En lo profundo de los colores – 2

 

CONTINUACIÓN

 

Volando hacía abajo, volando al vacío, en un estado de sugestión sobrenatural.

Inició un crisol de colores confusos, mezclados. Azules y morados de inmensos mares y océanos plagados de venenos y ácidos, de contaminación magnificada donde multitud de seres vagaban sin rumbo alguno más que la deriva.

Amarillos radiantes, colores anaranjados y marrones oscuros, como grandes desiertos abstractos de árboles en llamas, flores secas y marchitas; robles que ansiaban un retal de vida, pues no eran más que mil placas de cortezas dañadas y superpuestas entre sí. Jardines de arena fina, sierras bajas de rocas volcánicas y descensos intricados de lavas rojizas.

Y cuanto más descendía, más oscuro era el gris de mi alma; se iba acabando la gama de colores que limitaban el bien y el mal.

Hasta que rompí el suelo en un aterrizaje inesperado. Hasta que abrí los ojos y vislumbre un esqueleto, portador de unas grebas doradas con inscripciones ilegibles, una faja desecha de tela, con un enorme rubí en el centro; una coraza negra de pinchos ligeramente inclinados hacía arriba, con unas hombreras atadas a la coraza, y ajustadas el minúsculo brazo del esqueleto.

Entre sus manos, un yelmo desgastado, color óxido, con tres cuernos ordenados de mayor a menor a modo de cresta y una pequeña pieza de metal que cubría y dividía la frente del portador. Su cráneo esquelético descubierto. Un terrible espadón enfundado y colgado en su frágil espalda. Su arma deslumbraba de tal manera que iluminaba la putrefacta estancia y conseguía hacer comprensiblemente acogedora, para un ser tal que aquel.
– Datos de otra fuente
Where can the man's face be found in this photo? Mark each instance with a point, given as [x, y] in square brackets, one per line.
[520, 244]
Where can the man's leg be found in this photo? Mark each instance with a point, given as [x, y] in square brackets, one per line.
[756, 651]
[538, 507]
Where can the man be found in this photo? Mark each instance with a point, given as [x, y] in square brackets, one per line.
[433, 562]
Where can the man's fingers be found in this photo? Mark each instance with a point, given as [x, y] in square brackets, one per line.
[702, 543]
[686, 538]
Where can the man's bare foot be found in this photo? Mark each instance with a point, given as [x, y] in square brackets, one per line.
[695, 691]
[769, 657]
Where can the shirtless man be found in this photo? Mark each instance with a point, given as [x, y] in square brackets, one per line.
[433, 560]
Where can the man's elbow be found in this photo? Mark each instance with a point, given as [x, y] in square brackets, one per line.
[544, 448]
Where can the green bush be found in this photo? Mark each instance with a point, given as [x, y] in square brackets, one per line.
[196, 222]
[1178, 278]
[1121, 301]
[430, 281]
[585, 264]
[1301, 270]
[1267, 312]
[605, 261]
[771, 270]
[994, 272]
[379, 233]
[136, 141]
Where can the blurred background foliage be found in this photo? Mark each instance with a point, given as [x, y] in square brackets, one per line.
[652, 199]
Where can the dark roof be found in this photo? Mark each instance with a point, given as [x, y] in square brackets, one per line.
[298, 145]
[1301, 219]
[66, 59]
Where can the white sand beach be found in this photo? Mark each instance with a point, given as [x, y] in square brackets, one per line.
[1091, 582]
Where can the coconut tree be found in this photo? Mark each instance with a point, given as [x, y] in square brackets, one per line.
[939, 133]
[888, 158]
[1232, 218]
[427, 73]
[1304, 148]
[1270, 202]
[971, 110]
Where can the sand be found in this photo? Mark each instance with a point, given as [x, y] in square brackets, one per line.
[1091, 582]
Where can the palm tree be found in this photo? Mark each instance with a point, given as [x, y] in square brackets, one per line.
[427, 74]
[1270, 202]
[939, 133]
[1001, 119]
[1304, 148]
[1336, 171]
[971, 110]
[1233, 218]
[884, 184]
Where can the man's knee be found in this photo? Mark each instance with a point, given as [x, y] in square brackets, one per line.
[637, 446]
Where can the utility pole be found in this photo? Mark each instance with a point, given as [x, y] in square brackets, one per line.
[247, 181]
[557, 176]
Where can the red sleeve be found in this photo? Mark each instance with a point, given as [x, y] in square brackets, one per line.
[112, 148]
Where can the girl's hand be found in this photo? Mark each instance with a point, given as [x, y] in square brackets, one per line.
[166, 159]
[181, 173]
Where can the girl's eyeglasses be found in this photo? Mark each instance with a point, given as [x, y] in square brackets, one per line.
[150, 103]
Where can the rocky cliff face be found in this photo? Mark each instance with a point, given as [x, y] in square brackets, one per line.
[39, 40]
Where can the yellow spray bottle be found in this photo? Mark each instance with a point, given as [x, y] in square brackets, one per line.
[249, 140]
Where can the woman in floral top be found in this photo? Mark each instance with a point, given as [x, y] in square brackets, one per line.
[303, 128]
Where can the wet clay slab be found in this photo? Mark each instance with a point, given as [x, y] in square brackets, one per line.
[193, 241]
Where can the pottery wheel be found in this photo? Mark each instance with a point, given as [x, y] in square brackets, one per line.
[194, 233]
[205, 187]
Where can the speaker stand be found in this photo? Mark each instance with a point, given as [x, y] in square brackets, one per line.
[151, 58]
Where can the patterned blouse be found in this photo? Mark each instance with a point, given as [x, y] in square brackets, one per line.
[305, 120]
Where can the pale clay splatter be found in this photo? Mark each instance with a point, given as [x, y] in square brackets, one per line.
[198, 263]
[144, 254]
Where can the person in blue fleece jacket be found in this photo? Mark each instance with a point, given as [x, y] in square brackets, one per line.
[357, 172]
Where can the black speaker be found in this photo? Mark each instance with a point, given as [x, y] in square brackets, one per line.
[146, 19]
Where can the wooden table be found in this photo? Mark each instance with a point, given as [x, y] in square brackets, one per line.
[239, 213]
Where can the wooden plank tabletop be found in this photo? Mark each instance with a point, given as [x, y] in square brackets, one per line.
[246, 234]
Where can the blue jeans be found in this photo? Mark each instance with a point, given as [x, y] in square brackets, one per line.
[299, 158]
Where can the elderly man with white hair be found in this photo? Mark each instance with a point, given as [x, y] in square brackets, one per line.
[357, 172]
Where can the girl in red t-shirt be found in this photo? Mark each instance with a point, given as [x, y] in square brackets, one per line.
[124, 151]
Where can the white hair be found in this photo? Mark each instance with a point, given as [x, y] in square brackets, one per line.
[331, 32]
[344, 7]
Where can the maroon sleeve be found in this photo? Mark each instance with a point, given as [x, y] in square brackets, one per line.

Yo, desnudo, desarmado, y sin voluntad alguna de presentar resistencia. Él esbozo una mueca inclinando su cráneo, pues es lo único que podía hacer para evidenciar su predisposición hacia la situación y su obvia superioridad.

Fue ahí cuando advertí que ninguno de aquellos colores que vislumbré en mi fugaz viaje fueron realmente ciertos. Que todo había sido un sueño acogedor, un último deseo tonto e infantil, de realización macabra, de alguien que iba a conocer a la muerte.

Pues más allá no hay colores, ni siquiera la suma de ellos, ni siquiera la ausencia de todos. Más allá no hay tonos. No hay aspecto, no hay forma.

Todo es de una transparencia absoluta, contorneado y degradado por tonalidades de grises. Nada más es comprensible allí.

Hace tiempo creí que un día, cuando fuera un genio, sería capaz de mirar al diablo a los ojos, de comprender algún fragmento inútil de la vida que nos envuelve y que no entendemos.

Hoy pienso más que nunca, que ya no hay nada, que nunca lo ha habido. Que el diablo no se esconde ni disfraza, que ya es muy mayor para tener carne y vísceras y jugara a vestir túnicas caras y culebrear entre eventos que le provoquen demoníacas carcajadas.

Pienso que hasta él se hace viejo, que tanta humanidad lo ha consumido, que porta una armadura a modo de identificación, pero que ya nada puede herirle, ni su propia maldad, ni la nuestra.

Que dicha armadura es su traje de oficina, su atuendo cotidiano, y que hace tiempo que se decantó por la eficacia de segar vidas cortando cabezas con su afilado espadón, antes que negligencias diversas y divertidas, de cuando el mundo era algo más sano, algo más corrosible.